Reviews and News

 
 

“Intriguing. Hardboiled. Cinematic. We Were the Bullfighters is a truly fine romp of a novel!” Kathryn Kuitenbrouwer, author of Wait Softly Brother

“Miller’s writing effectively combines the flawed heroes and unsentimental settings of hard-boiled crime fiction with an economical style that creates bold, memorable images of both [Ernest Hemingway and Red Ryan] on their parallel journeys.” Sarah Johnson, Historical Fiction Society Reviews

“In bringing Hemingway and Ryan together, Miller creates a vivid portrait of life after the First World War. Her prose is rich with details and imagery…Above all, We Were The Bullfighters presents an important writer on the cusp of greatness, struggling with his job, family, and literary dreams… Inspired by Hemingway’s notebooks and [Hadley] Richardson’s letters, Miler imagines the early influence a famed Canadian gamgster might have had on the American writer. Hemingway and Ryan were both ambitious, defiant figures who speak to the restlessness of the early 1920’s.” Sharon Hamilton, Literary Review of Canada.
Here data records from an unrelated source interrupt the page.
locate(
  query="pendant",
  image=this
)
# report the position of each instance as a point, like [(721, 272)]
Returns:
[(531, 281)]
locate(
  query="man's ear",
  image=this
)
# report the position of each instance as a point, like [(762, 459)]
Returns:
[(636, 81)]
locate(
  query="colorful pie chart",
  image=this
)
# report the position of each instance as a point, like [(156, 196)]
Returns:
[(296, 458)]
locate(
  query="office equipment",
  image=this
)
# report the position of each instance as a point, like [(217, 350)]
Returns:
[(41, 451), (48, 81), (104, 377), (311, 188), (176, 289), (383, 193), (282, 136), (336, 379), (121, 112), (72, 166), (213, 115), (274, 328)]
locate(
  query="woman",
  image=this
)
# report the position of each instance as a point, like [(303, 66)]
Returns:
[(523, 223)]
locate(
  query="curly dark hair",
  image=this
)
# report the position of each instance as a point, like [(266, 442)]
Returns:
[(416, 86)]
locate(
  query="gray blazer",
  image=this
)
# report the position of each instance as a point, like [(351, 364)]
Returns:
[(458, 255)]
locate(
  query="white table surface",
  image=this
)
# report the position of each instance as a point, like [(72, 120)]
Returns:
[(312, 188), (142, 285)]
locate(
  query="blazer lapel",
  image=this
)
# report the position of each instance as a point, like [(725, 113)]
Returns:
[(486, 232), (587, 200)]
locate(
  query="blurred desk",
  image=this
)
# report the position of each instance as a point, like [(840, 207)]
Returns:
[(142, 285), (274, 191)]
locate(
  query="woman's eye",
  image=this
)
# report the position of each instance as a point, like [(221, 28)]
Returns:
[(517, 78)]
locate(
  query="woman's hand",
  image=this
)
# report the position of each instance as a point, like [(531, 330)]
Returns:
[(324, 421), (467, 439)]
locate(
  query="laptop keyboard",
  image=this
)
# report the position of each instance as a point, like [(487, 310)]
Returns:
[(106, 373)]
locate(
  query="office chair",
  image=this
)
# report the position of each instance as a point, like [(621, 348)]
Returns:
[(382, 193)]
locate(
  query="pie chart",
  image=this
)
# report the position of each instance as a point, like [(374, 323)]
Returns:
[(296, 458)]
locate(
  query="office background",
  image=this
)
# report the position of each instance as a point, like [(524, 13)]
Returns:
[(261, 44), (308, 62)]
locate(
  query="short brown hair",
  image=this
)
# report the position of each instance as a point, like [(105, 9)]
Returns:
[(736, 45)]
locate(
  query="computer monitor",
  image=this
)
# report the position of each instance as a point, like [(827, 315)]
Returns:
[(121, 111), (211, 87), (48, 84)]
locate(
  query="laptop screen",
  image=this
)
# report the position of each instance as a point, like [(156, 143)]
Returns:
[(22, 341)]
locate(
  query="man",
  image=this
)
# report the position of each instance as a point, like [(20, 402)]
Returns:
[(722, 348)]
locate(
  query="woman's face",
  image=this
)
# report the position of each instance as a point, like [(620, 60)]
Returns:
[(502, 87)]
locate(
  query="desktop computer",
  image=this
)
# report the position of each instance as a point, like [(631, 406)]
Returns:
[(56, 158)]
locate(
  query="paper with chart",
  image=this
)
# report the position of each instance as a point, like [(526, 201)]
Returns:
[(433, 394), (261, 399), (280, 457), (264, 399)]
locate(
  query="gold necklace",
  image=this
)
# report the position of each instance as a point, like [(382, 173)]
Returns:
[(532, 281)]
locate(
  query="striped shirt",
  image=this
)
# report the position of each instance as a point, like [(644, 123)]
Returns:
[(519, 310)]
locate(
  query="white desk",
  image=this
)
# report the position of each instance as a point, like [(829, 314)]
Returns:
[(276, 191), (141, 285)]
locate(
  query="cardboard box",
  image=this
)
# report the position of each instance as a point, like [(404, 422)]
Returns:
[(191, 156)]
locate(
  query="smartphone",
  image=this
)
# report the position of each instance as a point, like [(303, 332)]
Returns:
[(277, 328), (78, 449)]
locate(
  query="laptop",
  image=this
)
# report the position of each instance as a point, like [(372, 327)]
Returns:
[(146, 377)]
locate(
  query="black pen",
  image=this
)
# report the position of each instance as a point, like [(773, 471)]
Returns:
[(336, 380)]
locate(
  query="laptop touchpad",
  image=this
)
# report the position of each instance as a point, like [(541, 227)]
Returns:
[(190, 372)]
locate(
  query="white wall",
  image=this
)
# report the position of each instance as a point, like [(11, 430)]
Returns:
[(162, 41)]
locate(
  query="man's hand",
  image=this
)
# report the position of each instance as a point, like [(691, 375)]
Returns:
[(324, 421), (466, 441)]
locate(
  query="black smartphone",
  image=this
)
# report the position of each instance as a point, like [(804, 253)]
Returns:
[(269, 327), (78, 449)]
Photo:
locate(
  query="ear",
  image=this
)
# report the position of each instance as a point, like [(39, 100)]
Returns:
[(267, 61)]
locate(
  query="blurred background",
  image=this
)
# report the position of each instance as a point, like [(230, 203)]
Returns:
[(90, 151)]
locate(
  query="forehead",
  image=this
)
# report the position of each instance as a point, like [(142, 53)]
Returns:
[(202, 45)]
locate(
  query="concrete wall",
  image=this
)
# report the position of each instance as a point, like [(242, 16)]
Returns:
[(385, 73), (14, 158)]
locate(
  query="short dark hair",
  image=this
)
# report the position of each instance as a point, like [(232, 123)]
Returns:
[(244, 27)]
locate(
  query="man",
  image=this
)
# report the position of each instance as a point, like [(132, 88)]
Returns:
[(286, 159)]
We Were The Bullfighters is a skillfully written, action-packed historical tale about Hemingway at a significant but vulnerable transition point. At the same time, it’s a nuanced portrait of a literary giant that will contribute to the canon of writing about him.” Bev Sandell Greenberg, The Winnipeg Free Press

“On his first day of work, [Toronto Daily Star Editor] Hindmarsh sent Hemingway on a night train to Kingston to cover the story of five convicts who escaped from the penitentiary, including the already notorious bank robber Norman “Red” Ryan. Author Marianne Miller came across this information while researching what was meant to be a non-fiction book about the famous author’s time in Toronto…What Miller felt was missing in her research … was not knowing how either Hemingway or Ryan felt. So she decided to get at their emotional truths by writing a novel. To begin, “I put Ernest, exhausted and stressed out, on the late train to Kingston, thinking about covering a story about these guys who had the guts to go over a 20-foot wall while people shot at them.” …Miller discovered a scribble in a notebook, made while Hemingway was trying to figure out what to write after The Sun Also Rises…he was considering a novel about “Red” Ryan …[S]he was on the right track.” Janet Somerville, The Toronto Star

A window into Canada's role in the making of Ernest Hemingway in clear, clean prose.     Lee Gowan, author of The Beautiful Place      

“In her debut novel, Marianne K. Miller renders a little-explored time in Hemingway’s life with the accurate eye of the Hemingway scholar she happens to be, but also with boldness and keen imagination. I turned every page of We Were the Bullfighters with great pleasure and enthusiasm.” Paula McLain, author of  The Paris Wife 

“In this wonderful story, the young Ernest Hemingway is a Toronto Daily Star reporter who feels a strange connection to legendary bank robber, Red Ryan. Miller’s expertise on Hemingway and her penetrating observations about our responsibilities to our talents makes this a must-read historical fiction in which “artists are like convicts” and people choose what they will sacrifice for freedom.” Kim Echlin, author of Speak, Silence

We Were The Bullfighters alternates between the two story lines, giving Hemingway and Red Ryan equal billing. It makes for a fascinating page-turning read , and Ms Miller is successful in creating a hard-boiled, succinct writing style that suits the mood of the times and the toughness of both a criminal on the run and a writer trying to scrape by on a job and in a place he doesn’t want to be…Perhaps Miller thought writing a novel with Hemingway and Ryan as as the main protagonists was taking a risk, but it certainly proved worth taking, and kudos to Dundurn Press for publishing it. Fans of Crime fiction would enjoy this novel and one doesn’t have to be familiar with Hemingway’s early years to be entertained by We Were The Bullfighters. Recommended” James Fisher, The Seaboard Review

“Marianne Miller brings a deceptively light touch to this evocative and finely researched story of a colourful moment in the life of a burgeoning literary giant. With efficient language that Hemingway would have liked, she gives us a rollicking tale of escaped convicts on the run from Kingston Pen, and the young Toronto crime reporter in pursuit of a story and a literary path. We Were the Bullfighters wonderfully captures the character of Hemingway and the atmosphere of Toronto in the 1920s.” J.R. McConvey, author of Different Beasts  

Skillfully capturing the wild, rum-running 1920s, Marianne Miller  creates a fascinating, fictionalized tale of two men fighting to break free; one a young Hemingway dreaming of his first great novel and the other, a daring bank robber on the run from Kingston Penitentiary.      Barbara Fradkin, author of the Inspector Green and Amanda Doucette mysteries.